Dienstag, 09. November 2010
ThespisSelten ist die Bühne im Schauspielhaus so leer wie heute. Heute muss sie auch leer sein, denn nur ein Schauspieler wird uns das „Event“ näher bringen. David Calvitto steht in der Mitte eines Spotlichtkegels und beginnt die Betrachtung über das, was gerade im Schauspielhaus passiert. Er, „The Man“ auf der Bühne und wir, „the strangers in the dark“, die Zuschauer, seien eine Einheit, gebunden an Regeln und Konventionen. Dabei spielt er „the man“ und bricht diese Figur immer wieder durch kleine Metabetrachtungen der Ereignisse, die gerade passieren. Diese Betrachtungen sorgen immer wieder für Lacher und sogar Zwischenapplaus durch das begeisterte Publikum. Aber schnell stellt sich die Frage: Waren diese Lacher geplant? Sind sie vom Skript vorgesehen?
Das Stück wird immer philosophischer und fesselnder.
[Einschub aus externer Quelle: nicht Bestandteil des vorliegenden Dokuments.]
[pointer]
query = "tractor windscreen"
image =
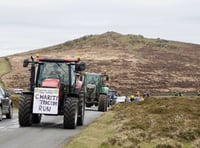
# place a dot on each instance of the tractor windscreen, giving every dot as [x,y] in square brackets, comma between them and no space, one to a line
[56,70]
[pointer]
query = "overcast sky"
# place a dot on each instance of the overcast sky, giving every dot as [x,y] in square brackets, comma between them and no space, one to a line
[32,24]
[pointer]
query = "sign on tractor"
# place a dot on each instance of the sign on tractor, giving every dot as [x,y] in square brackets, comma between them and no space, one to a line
[45,100]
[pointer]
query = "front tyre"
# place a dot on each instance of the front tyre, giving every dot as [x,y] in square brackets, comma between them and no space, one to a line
[25,110]
[10,114]
[103,103]
[70,113]
[81,109]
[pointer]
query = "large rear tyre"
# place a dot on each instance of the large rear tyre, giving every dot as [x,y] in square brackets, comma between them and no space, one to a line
[81,109]
[70,113]
[10,114]
[103,103]
[25,110]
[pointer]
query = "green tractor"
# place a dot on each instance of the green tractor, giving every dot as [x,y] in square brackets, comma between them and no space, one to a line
[96,93]
[53,91]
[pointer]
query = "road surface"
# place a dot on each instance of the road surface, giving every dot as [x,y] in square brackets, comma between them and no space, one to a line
[49,133]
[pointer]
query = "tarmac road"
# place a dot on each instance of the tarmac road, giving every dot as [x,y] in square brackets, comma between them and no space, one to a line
[49,133]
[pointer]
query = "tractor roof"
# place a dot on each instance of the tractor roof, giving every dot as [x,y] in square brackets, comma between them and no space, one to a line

Denn Calvitto gewährt intime Einblicke in die Seele und die Arbeit eines Schauspielers, auch wenn er immer wieder betont, dass diese Betrachtungen streng nach Skript seien. Seine Analyse umfasst nicht nur das Theater, in dem sich alle befinden, sondern auch die Welt, die sich trotzdem immer weiter drehe, egal was gerade in diesem Raum passiere. Er macht allen klar, dass wir alle nur Rollen spielen würden und bringt seine These auf den Punkt: „Just us making things up for eachother?“ ([sind da] nur wir, die sich Dinge für uns alle ausdenken?). Diese Frage wird vom Stück nicht aufgelöst. Das muss sie auch nicht, denn wir alle haben die Wahl, die Freiheit das zu tun, was immer wir möchten, so Calvitto in „The Event“, es sei denn, wir müssten uns, wie er, an ein Skript halten.Minutenlanger frenetischer Applaus zeigen, dass dieses erste Stück im Thespis Festival dem Publikum sehr gefallen hat. In den nächsten Tagen wird das Programm weitere Highlights der Ein‐Personen‐Stücke auf die Bühnen in Kiel bringen. Festivaldramaturg Jens Raschke freut sich darüber, dass die Stücke „Mohammed is biking“, „Das kunstseidene Mädchen“ und „Die Reise nach Buenos Aires“ bereits ausverkauft sind, aber alle anderen Stücke ebenfalls sehr gut seien. Besonders „Der Schneider von Inverness“ (Sonntag, 14.11.2010), ein Stück über einen polnischen Auswanderer in den schweren Zeiten des 20. Jahrhunderts und „Ode an die Liebe“(Freitag, 12.11.2010), „das rockt“, so Raschke, seien Stücke, die gesehen werden müssten.